Whee, a Wii(tm)

Happy New Year everyone!



Karin and I did manage to blip over to Valley Fair Mall to check out the "Wii Tour" that Tony had mentioned in my previous post complaining about Wii playable kiosks. I'm still unimpressed overall with the demo experience and the final consensus was "Meh."



At Valley Fair they have six kiosks - one running Excite Truck, one running Wii Sports Boxing (and ONLY Boxing), one running Rayman Raving Rabbids (but only one game - a western shootout thing that uses the "nunchuk" attachment), two running Wii Sports (no nunchuks so you can't play Boxing, but you can play Golf, Tennis, or Bowling), and one running Zelda. The Zelda station was monopolized by a couple of pre-teens the whole time I was there, and I didn't feel like arguing with them about it. Karin played some Bowling and the Raving Rabbids game, I played a few frames of Bowling, a match of Tennis, and the same Rabbids game.



The kiosk has tethers on the controllers (naturally enough) but they are far too short. Karin complained about it on both games, and it was visibily screwing up her bowling follow-through. I had a couple of shots on Tennis where it pulled my swing short. That's just poor execution, but I guess it's a relatively minor point. I don't really think that Karin would have enjoyed it MUCH more with a longer tether, but it's difficult to say for certain.



I noticed one thing about Wii Bowling - Karin kept doing something that caused it to stop the game and give her a tutorial screen about how to bowl. (I think she may have been not releasing the trigger in time, but I'm not certain.) Anyway, when it happened the game would stop, pop up an entirely static screen and wait for her to push 'A' to continue. The only clue as to what was needed was a little A button icon in the lower right corner. As a gamer I understood it, but it was a far cry from the whole "everyone loves the Wii" angle that Nintendo is pushing (and the media for the most part regurgitates). The kiosk staff were quick to come over and tell her what to do, which indicates to me it was a fairly regular problem. I watched after that and saw two other people do the exact same thing in just 5-6 minutes of watching. It's a remarkably poor UI decision on Nintendo's part and I think it really hurts in a game that is so focused on an immersive experience.



The end result was that it didn't change my Wii analysis any. Karin enjoyed it, but not enough to play it regularly if we had one. I was underwhelmed by the single-player experience on Wii Sports - it's an interesting novelty, but it wouldn't last a week before I was tired of it.
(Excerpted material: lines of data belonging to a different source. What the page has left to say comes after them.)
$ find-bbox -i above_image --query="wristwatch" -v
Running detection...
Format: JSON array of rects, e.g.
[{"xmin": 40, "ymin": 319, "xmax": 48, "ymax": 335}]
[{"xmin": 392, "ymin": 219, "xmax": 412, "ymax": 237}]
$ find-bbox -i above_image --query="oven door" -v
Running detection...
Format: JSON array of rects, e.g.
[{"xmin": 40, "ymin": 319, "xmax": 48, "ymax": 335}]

The Raving Rabbids demo was just poor - I didn't find the game demoed that interesting and there was something definitely wrong with the tracking. I don't know if it was bad lighting, or some sort of calibration issue or what but I wasn't pointing the remote where the aiming cursor was. It was playable, but it felt like driving a mouse cursor around, not like I was "really" aiming a reticule. Frankly I'd vastly prefer dual analog sticks (or a mouse and keyboard natch) for FPS controls. Maybe it works better in a home situation, and maybe Raving Rabbids has a bunch of other mini-games that are more entertaining than the one I played. Still, it was a poor showing.
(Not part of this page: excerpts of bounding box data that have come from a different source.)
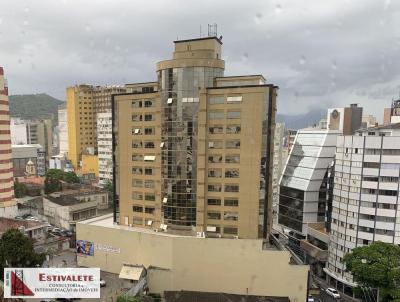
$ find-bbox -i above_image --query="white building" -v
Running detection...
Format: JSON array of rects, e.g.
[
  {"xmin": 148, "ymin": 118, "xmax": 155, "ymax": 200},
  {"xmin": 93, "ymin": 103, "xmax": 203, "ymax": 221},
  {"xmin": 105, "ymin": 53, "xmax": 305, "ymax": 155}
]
[
  {"xmin": 97, "ymin": 112, "xmax": 113, "ymax": 185},
  {"xmin": 58, "ymin": 106, "xmax": 68, "ymax": 155},
  {"xmin": 272, "ymin": 123, "xmax": 288, "ymax": 222},
  {"xmin": 10, "ymin": 117, "xmax": 28, "ymax": 145},
  {"xmin": 278, "ymin": 128, "xmax": 340, "ymax": 236},
  {"xmin": 325, "ymin": 124, "xmax": 400, "ymax": 292}
]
It still comes down to you either feel paying $300 for Zelda is a good deal, or you have enough interest in setting up a party system (in which case the cost drives up pretty quickly as you buy more controllers) to warrant it. Neither describes me. If the WarioWare game gets really good reviews I might reconsider the system (Karin really liked the first WarioWare), but man - after that it's a wasteland. Name the next good Wii title coming out. People will say Mario Galaxy or Metroid - but I'd bet we aren't going to see those until Q4 2007 (say September or later - and I'd be willing to put money on one of those two titles slipping out of 2007 altogether).



At the end of the day, I'm still unconvinced that third parties are going to support it with quality stuff, and frankly Nintendo's first party support for the Cube was so erratic as to call into question whether they still have "the touch" that used to make picking up a Nintendo console a no-brainer.



If Karin had walked out wanting one I would have started looking for one. But she didn't, and it didn't push me any further towards wanting one. If Zelda is the biggest draw than I'll go ahead and just rent the Gamecube version.